Our study is the first attempting to analyse the impact of a monoclonal anti-IL-4Rα antibody on basophil activation and allergen-specific T cell proliferation in vitro, in patients with AD and comorbid ARC. We have, herein, selected the patients according to their sIgE levels (being ≥5 kU/L) and/or their ARC symptoms (based on the RCAT being ≤17) to assure a symptomatic comorbid ARC. We have also monitored the development of the parameters for 16 weeks, based on data from the registration studies of the monoclonal anti-IL-4Rα antibody.¹⁸ Moreover, significant changes could be indicated more easily at the beginning of the treatment, without the interference of disruptive factors or external triggers. We have chosen AD patients with AIT-treated ARC as a control group, because the effects of AIT on IgE levels and the basophil activation have been described in several studies and are, therefore, well known.^{40, 43-45} Furthermore, our patients filled in a questionnaire based on the DLQI as well as the RCAT and the EASI; this questionnaire enabled us to evaluate the efficacy of the monoclonal anti-IL-4Rα antibody and to ensure the correct handling, the detection of nonresponders and the minimizing of bias.
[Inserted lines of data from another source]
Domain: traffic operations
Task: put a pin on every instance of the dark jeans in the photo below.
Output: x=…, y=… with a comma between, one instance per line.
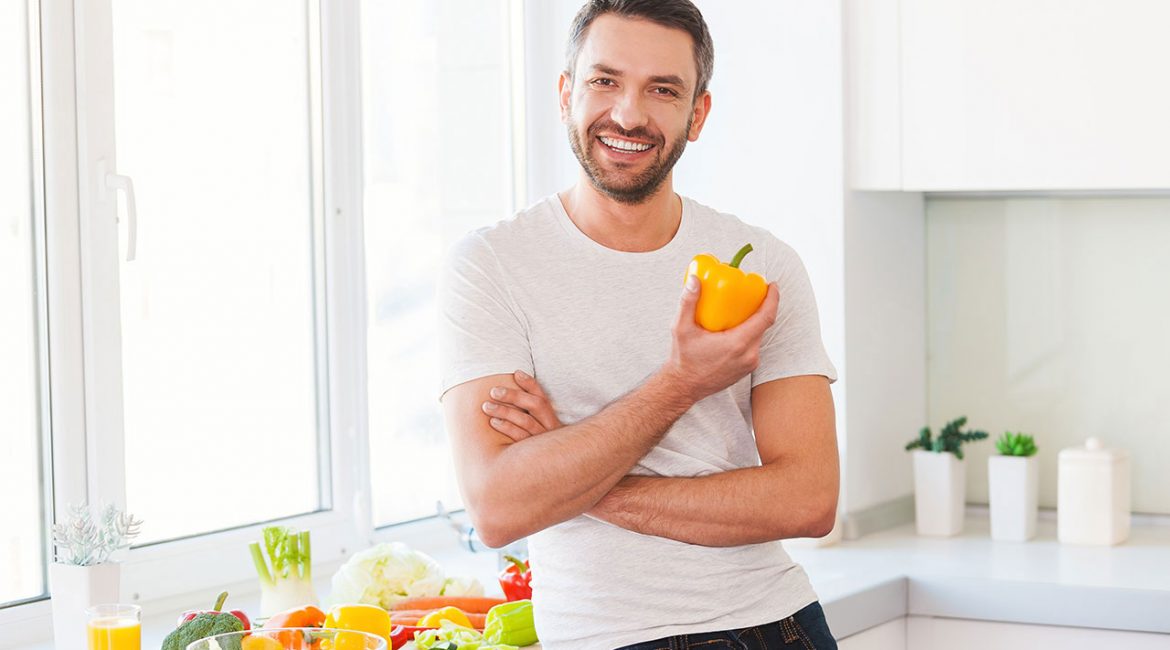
x=805, y=630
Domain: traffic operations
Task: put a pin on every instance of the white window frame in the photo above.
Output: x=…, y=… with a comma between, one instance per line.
x=84, y=371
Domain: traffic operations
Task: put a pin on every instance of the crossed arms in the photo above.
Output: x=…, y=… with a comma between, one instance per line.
x=521, y=471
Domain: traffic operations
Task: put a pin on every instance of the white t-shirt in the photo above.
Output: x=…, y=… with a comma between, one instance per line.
x=591, y=324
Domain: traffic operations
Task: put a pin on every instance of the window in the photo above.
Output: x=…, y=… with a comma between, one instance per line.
x=187, y=281
x=220, y=309
x=438, y=164
x=22, y=545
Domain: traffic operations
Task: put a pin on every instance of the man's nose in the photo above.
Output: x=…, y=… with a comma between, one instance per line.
x=628, y=111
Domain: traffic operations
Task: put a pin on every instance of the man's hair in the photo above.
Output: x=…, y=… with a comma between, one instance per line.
x=675, y=14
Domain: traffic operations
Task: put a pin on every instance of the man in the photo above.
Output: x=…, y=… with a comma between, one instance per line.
x=653, y=464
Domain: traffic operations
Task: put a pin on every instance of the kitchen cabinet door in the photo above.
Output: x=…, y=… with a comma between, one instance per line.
x=999, y=95
x=926, y=633
x=887, y=636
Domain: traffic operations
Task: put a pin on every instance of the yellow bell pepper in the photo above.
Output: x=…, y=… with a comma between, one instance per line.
x=360, y=617
x=728, y=295
x=453, y=614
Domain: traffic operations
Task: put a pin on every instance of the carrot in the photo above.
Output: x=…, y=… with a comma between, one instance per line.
x=412, y=616
x=469, y=604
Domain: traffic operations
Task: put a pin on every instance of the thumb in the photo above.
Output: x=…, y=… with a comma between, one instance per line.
x=690, y=291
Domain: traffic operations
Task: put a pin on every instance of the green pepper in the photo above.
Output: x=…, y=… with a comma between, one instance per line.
x=510, y=623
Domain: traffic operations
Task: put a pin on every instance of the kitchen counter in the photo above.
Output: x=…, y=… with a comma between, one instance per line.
x=895, y=573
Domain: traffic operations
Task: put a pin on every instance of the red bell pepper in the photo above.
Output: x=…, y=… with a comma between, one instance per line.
x=219, y=602
x=516, y=580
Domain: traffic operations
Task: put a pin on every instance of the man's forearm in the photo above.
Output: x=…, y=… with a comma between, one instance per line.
x=562, y=474
x=749, y=505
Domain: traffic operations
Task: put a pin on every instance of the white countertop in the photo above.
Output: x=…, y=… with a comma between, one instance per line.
x=895, y=573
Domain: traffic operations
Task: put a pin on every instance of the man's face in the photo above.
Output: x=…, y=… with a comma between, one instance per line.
x=630, y=105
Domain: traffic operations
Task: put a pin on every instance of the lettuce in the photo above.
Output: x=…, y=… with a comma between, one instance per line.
x=391, y=572
x=449, y=635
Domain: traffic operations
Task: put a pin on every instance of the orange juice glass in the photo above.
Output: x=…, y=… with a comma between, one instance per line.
x=114, y=627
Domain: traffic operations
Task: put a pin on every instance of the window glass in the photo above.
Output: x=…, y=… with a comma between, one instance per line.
x=214, y=122
x=436, y=165
x=21, y=534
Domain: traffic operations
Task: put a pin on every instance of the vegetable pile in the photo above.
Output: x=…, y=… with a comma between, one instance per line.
x=389, y=590
x=390, y=573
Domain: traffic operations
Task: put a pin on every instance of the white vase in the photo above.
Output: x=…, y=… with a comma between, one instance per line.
x=940, y=486
x=73, y=589
x=1013, y=488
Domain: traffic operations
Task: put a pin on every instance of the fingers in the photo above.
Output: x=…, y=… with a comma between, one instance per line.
x=515, y=416
x=763, y=317
x=535, y=405
x=507, y=428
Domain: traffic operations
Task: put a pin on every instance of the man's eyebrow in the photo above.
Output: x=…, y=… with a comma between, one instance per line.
x=606, y=70
x=672, y=80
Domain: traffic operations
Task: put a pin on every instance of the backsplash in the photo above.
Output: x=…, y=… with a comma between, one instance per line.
x=1052, y=317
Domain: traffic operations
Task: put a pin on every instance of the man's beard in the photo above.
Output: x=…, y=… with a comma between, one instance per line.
x=645, y=184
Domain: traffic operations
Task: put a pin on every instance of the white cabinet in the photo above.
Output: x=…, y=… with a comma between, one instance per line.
x=887, y=636
x=1000, y=95
x=924, y=633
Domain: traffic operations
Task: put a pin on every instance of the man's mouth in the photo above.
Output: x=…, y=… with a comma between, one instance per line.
x=624, y=146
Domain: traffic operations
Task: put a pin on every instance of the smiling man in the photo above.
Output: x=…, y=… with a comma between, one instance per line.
x=654, y=465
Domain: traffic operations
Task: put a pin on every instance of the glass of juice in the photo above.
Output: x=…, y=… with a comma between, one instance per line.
x=114, y=627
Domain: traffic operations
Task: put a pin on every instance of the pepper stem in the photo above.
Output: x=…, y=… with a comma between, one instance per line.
x=521, y=566
x=738, y=256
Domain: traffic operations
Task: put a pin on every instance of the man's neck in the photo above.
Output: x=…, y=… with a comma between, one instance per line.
x=639, y=228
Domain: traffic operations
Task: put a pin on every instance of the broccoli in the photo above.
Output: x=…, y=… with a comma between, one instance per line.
x=202, y=627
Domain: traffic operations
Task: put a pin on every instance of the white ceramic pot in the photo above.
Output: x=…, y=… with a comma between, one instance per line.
x=1013, y=488
x=940, y=486
x=73, y=589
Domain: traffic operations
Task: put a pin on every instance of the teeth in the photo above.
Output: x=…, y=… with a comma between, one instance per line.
x=625, y=145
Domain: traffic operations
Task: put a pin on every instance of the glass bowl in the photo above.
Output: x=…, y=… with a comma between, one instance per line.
x=291, y=638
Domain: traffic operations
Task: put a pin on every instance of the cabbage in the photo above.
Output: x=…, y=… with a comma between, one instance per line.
x=391, y=572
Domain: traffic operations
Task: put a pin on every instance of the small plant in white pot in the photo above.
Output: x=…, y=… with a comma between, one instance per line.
x=940, y=478
x=83, y=573
x=1013, y=485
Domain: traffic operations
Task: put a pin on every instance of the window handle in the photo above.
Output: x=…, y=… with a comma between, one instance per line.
x=109, y=184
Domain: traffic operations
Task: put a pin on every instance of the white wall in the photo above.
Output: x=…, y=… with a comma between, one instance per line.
x=1050, y=316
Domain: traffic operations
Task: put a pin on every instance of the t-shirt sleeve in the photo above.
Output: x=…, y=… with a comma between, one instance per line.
x=792, y=346
x=481, y=329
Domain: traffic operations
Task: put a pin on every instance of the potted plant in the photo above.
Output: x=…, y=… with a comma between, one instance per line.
x=82, y=573
x=1013, y=484
x=940, y=478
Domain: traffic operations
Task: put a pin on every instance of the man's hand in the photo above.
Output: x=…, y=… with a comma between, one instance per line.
x=703, y=362
x=523, y=413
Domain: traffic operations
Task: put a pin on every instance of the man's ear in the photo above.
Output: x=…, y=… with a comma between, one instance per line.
x=565, y=89
x=702, y=109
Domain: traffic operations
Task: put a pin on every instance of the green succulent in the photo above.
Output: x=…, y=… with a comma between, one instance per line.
x=949, y=440
x=1016, y=444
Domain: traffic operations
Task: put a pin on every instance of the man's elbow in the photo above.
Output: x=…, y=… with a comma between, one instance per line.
x=820, y=518
x=821, y=524
x=495, y=524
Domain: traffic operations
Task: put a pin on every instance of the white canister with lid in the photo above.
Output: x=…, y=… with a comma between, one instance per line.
x=1093, y=495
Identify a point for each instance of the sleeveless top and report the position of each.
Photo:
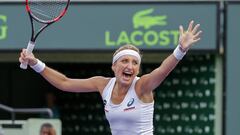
(131, 116)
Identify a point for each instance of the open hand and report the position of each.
(189, 37)
(24, 57)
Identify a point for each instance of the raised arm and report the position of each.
(187, 38)
(59, 80)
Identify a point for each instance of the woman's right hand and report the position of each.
(30, 58)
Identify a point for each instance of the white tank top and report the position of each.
(131, 116)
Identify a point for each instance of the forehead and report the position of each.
(130, 57)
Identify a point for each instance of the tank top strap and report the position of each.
(106, 95)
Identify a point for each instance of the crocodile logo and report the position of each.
(145, 20)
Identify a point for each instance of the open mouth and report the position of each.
(127, 75)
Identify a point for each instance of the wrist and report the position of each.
(39, 66)
(179, 52)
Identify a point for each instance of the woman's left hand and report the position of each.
(189, 37)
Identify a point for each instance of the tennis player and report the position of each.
(128, 99)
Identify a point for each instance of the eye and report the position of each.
(124, 60)
(135, 62)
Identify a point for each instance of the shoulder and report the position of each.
(101, 82)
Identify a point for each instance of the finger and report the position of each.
(195, 28)
(196, 40)
(190, 26)
(197, 35)
(181, 30)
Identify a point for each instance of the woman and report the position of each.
(128, 99)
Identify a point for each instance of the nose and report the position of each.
(130, 65)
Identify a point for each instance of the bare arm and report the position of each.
(152, 80)
(64, 83)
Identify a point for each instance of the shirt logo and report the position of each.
(130, 102)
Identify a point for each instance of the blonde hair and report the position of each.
(127, 46)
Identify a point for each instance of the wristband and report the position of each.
(178, 53)
(39, 67)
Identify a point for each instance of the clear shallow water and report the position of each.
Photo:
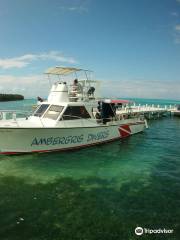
(101, 192)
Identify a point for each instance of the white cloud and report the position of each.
(174, 14)
(38, 85)
(23, 61)
(29, 86)
(177, 27)
(142, 89)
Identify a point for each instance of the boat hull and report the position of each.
(26, 140)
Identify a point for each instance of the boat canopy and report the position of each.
(64, 70)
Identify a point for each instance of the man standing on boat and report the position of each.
(77, 86)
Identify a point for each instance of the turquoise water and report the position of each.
(102, 192)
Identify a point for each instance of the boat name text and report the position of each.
(70, 139)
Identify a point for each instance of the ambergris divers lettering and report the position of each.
(57, 140)
(98, 136)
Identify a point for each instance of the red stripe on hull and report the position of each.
(61, 149)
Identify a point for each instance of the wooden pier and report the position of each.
(149, 111)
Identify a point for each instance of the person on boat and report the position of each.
(40, 99)
(77, 86)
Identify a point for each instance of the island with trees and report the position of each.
(10, 97)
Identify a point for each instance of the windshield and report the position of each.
(53, 112)
(41, 110)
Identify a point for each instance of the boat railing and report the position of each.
(13, 114)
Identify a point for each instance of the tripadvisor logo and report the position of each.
(139, 231)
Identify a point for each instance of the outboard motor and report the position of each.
(59, 93)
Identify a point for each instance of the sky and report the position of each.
(133, 46)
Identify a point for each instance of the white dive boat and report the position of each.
(72, 117)
(176, 112)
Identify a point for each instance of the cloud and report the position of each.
(79, 9)
(29, 86)
(177, 33)
(142, 89)
(177, 27)
(23, 61)
(174, 14)
(38, 85)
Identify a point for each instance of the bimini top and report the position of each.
(64, 70)
(118, 101)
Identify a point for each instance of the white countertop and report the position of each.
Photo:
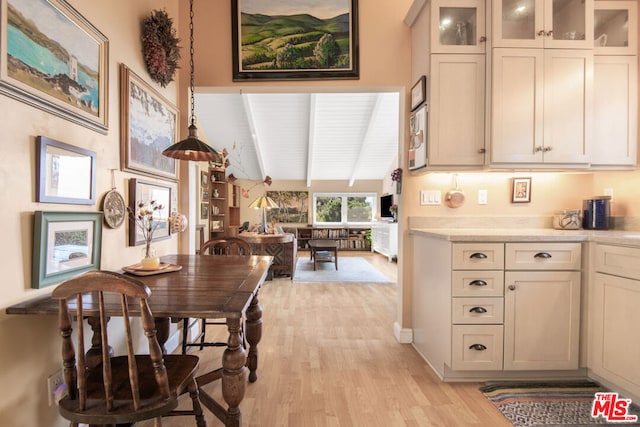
(615, 237)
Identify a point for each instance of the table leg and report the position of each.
(254, 334)
(234, 360)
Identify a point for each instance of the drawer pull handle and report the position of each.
(544, 255)
(478, 347)
(478, 255)
(478, 283)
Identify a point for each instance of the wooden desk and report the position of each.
(320, 245)
(206, 287)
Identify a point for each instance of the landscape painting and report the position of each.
(293, 206)
(54, 60)
(295, 39)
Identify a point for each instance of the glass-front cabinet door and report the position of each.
(543, 23)
(615, 28)
(458, 26)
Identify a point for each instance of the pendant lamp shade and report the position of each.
(192, 148)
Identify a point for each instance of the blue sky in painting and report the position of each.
(59, 28)
(320, 9)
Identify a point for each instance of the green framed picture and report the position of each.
(65, 244)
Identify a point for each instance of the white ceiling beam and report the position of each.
(365, 140)
(248, 111)
(312, 136)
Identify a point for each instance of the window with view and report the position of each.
(343, 208)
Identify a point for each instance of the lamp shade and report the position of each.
(263, 202)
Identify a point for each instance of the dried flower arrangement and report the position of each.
(160, 47)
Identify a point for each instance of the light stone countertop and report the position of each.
(614, 237)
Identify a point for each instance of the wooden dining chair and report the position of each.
(118, 389)
(222, 246)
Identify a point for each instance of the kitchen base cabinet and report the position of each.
(614, 298)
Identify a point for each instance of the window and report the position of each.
(343, 208)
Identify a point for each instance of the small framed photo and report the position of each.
(64, 173)
(419, 93)
(521, 190)
(65, 244)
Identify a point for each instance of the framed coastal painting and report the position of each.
(295, 39)
(65, 244)
(52, 58)
(148, 125)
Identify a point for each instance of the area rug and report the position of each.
(350, 269)
(528, 404)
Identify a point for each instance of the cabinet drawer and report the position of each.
(543, 256)
(477, 283)
(477, 347)
(478, 256)
(477, 311)
(618, 260)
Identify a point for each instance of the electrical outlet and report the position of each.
(56, 387)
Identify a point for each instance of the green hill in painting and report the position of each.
(295, 42)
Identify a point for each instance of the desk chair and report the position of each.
(120, 389)
(222, 246)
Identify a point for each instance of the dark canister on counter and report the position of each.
(596, 211)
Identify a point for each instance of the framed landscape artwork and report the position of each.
(293, 206)
(295, 39)
(53, 58)
(148, 125)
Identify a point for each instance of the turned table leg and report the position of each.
(254, 334)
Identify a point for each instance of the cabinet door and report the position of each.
(517, 108)
(458, 26)
(568, 100)
(615, 107)
(456, 110)
(542, 320)
(613, 321)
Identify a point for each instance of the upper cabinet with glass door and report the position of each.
(566, 24)
(615, 28)
(458, 26)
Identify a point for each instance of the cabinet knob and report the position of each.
(478, 347)
(478, 283)
(543, 255)
(478, 255)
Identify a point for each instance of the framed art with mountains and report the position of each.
(295, 39)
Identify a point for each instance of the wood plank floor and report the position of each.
(328, 357)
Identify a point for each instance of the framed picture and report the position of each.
(148, 125)
(295, 39)
(419, 93)
(521, 190)
(64, 173)
(141, 191)
(53, 58)
(65, 244)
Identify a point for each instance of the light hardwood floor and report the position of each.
(328, 357)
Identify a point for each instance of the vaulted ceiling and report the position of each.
(303, 136)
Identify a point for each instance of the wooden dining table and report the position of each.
(205, 287)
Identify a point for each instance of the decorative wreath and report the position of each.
(160, 47)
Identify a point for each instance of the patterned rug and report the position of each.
(528, 404)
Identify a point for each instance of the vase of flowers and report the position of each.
(394, 211)
(144, 220)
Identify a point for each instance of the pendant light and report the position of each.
(192, 148)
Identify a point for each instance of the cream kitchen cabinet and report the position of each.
(541, 107)
(458, 26)
(456, 110)
(564, 24)
(614, 298)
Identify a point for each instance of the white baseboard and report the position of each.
(403, 335)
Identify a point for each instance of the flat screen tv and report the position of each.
(385, 206)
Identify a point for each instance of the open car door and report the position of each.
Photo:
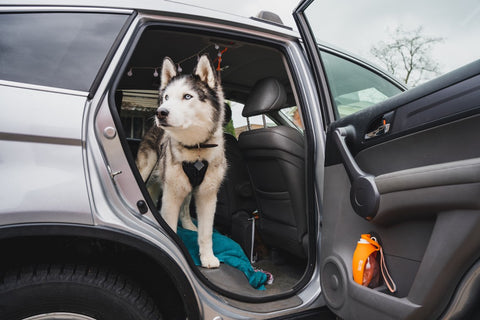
(408, 171)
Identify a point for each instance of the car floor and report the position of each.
(285, 276)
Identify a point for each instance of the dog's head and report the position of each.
(191, 106)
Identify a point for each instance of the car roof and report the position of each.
(166, 7)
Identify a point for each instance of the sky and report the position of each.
(355, 26)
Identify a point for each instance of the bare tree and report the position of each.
(407, 55)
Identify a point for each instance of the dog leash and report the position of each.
(201, 146)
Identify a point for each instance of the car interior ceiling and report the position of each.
(242, 66)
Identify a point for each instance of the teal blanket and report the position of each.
(227, 251)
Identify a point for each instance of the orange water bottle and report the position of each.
(365, 266)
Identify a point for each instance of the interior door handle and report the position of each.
(364, 195)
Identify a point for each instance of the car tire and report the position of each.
(72, 292)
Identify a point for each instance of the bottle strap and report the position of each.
(386, 275)
(383, 265)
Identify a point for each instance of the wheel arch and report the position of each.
(129, 254)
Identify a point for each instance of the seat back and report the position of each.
(276, 162)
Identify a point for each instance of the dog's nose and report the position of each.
(162, 113)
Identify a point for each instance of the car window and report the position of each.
(354, 87)
(64, 50)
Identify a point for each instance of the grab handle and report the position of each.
(364, 195)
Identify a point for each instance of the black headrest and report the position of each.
(267, 95)
(228, 114)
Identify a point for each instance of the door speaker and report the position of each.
(334, 280)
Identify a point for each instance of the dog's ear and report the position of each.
(204, 70)
(168, 72)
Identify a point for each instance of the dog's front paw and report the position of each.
(210, 261)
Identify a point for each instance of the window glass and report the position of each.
(292, 114)
(416, 41)
(354, 87)
(64, 50)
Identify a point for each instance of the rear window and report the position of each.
(64, 50)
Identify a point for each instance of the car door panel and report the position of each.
(427, 172)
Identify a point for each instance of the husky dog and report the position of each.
(183, 154)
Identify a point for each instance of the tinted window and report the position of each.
(62, 50)
(354, 87)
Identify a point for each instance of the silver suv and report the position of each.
(349, 153)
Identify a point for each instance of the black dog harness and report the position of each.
(195, 171)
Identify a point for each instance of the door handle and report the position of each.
(364, 195)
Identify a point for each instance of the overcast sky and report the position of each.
(358, 25)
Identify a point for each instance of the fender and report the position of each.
(134, 242)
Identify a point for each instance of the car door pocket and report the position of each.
(364, 195)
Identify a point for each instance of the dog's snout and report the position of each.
(162, 113)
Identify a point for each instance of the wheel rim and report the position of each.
(59, 316)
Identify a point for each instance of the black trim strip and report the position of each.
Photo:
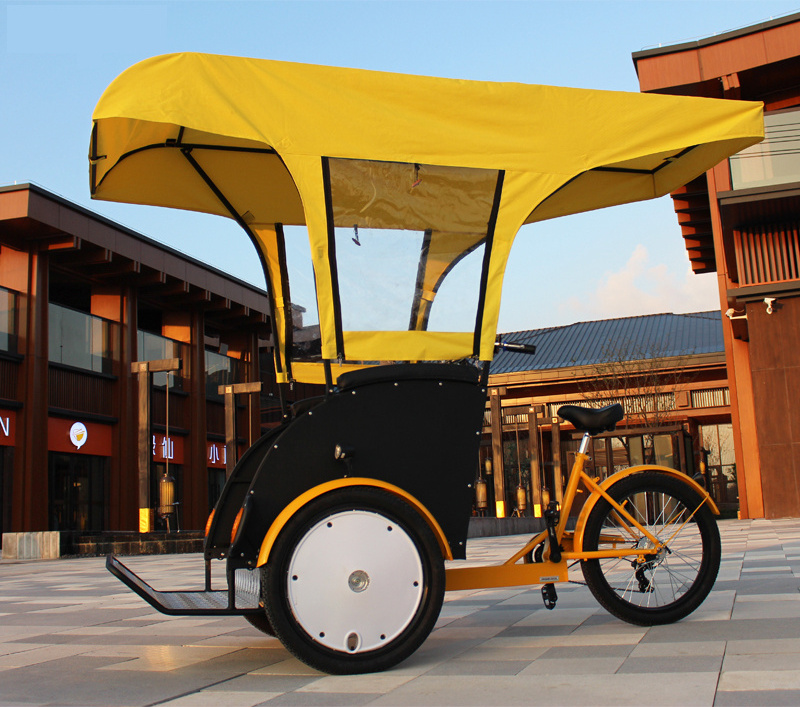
(337, 304)
(288, 318)
(93, 160)
(651, 172)
(175, 143)
(487, 255)
(418, 288)
(236, 217)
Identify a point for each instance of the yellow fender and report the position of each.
(580, 525)
(312, 493)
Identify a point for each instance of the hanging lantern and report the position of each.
(522, 499)
(481, 495)
(166, 495)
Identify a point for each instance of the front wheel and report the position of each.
(355, 581)
(672, 581)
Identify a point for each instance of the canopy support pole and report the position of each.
(279, 363)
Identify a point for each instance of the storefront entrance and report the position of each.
(77, 484)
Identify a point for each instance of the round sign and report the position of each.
(78, 434)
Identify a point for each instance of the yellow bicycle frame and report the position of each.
(511, 573)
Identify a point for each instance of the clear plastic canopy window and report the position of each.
(410, 206)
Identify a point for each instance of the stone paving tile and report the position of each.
(70, 634)
(765, 698)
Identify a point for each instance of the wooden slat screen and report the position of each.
(768, 253)
(82, 392)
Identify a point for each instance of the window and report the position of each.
(77, 492)
(397, 249)
(80, 340)
(221, 370)
(776, 160)
(8, 321)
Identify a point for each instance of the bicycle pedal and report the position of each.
(549, 596)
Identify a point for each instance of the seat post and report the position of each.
(584, 446)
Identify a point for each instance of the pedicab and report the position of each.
(334, 527)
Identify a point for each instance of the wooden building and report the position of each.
(83, 302)
(742, 221)
(668, 372)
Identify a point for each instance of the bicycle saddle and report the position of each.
(592, 420)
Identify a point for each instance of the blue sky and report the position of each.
(56, 58)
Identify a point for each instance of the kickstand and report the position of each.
(549, 596)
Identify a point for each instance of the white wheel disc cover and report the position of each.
(355, 581)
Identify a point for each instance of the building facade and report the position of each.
(742, 221)
(84, 303)
(667, 370)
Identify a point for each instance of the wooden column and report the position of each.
(534, 450)
(195, 463)
(230, 392)
(144, 369)
(119, 304)
(498, 467)
(30, 483)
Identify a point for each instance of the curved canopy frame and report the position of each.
(465, 163)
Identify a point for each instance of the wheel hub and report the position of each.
(355, 581)
(358, 581)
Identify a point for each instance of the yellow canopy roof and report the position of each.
(252, 138)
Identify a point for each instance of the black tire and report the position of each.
(670, 584)
(535, 555)
(261, 622)
(355, 581)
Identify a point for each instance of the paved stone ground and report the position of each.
(71, 634)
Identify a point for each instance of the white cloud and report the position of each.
(641, 288)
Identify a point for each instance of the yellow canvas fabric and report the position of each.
(561, 150)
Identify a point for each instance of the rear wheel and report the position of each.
(355, 581)
(672, 581)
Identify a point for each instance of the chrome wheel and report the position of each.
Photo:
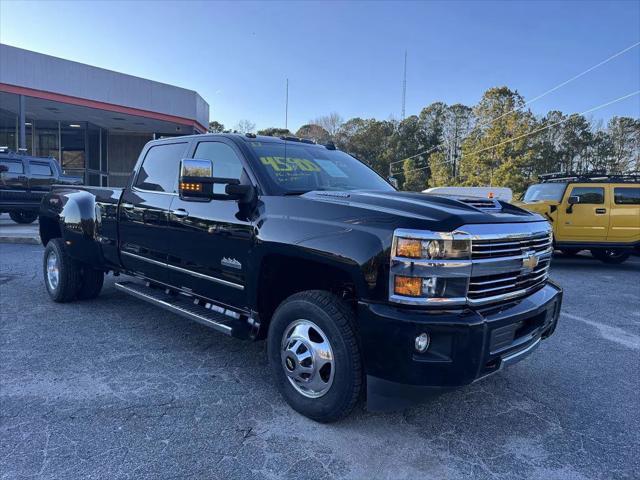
(307, 358)
(53, 270)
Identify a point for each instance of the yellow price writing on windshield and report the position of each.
(282, 164)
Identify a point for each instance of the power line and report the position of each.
(619, 99)
(551, 90)
(557, 87)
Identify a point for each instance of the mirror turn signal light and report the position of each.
(191, 187)
(409, 247)
(407, 286)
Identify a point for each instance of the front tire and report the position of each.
(612, 256)
(314, 355)
(61, 272)
(23, 217)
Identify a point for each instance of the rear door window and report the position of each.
(626, 195)
(13, 166)
(589, 195)
(159, 170)
(42, 169)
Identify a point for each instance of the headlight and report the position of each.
(440, 248)
(429, 267)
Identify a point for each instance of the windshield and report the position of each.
(545, 191)
(299, 168)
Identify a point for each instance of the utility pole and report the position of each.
(404, 85)
(286, 106)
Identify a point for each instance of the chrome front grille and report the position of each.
(508, 247)
(507, 261)
(491, 288)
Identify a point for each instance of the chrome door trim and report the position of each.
(184, 270)
(145, 259)
(206, 277)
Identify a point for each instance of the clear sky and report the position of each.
(347, 56)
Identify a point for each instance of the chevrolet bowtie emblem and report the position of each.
(530, 261)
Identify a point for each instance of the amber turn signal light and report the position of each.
(408, 247)
(191, 187)
(408, 286)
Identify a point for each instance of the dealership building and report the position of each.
(93, 121)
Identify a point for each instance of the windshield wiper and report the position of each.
(296, 192)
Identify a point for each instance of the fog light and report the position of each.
(422, 342)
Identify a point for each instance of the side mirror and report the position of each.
(197, 182)
(572, 200)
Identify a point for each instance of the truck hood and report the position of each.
(414, 210)
(544, 207)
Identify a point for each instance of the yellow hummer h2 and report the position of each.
(600, 213)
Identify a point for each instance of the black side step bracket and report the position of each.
(237, 326)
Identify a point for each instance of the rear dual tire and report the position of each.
(67, 279)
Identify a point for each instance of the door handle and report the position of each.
(180, 213)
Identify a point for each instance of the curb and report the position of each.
(25, 240)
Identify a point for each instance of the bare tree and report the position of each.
(331, 123)
(246, 126)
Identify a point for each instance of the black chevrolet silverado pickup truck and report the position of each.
(358, 288)
(25, 180)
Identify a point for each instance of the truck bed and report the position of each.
(87, 217)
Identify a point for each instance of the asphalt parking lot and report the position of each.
(115, 388)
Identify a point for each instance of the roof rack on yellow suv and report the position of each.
(592, 177)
A limitational factor in our study was the fact that most of the patients were polysensitised and, therefore, the effects of external allergen triggers could not be excluded. Additionally, the observational time was only 16 weeks, but the treatment with a monoclonal anti-IL-4Rα antibody lasts longer in patients with AD, while the administration of an AIT should be conducted for a total of 3 years. Furthermore, the study took place during the COVID-19 pandemic and the recruitment of the patients had to be halted; as a result, only a small number of patients receiving an AIT were finally included in our study.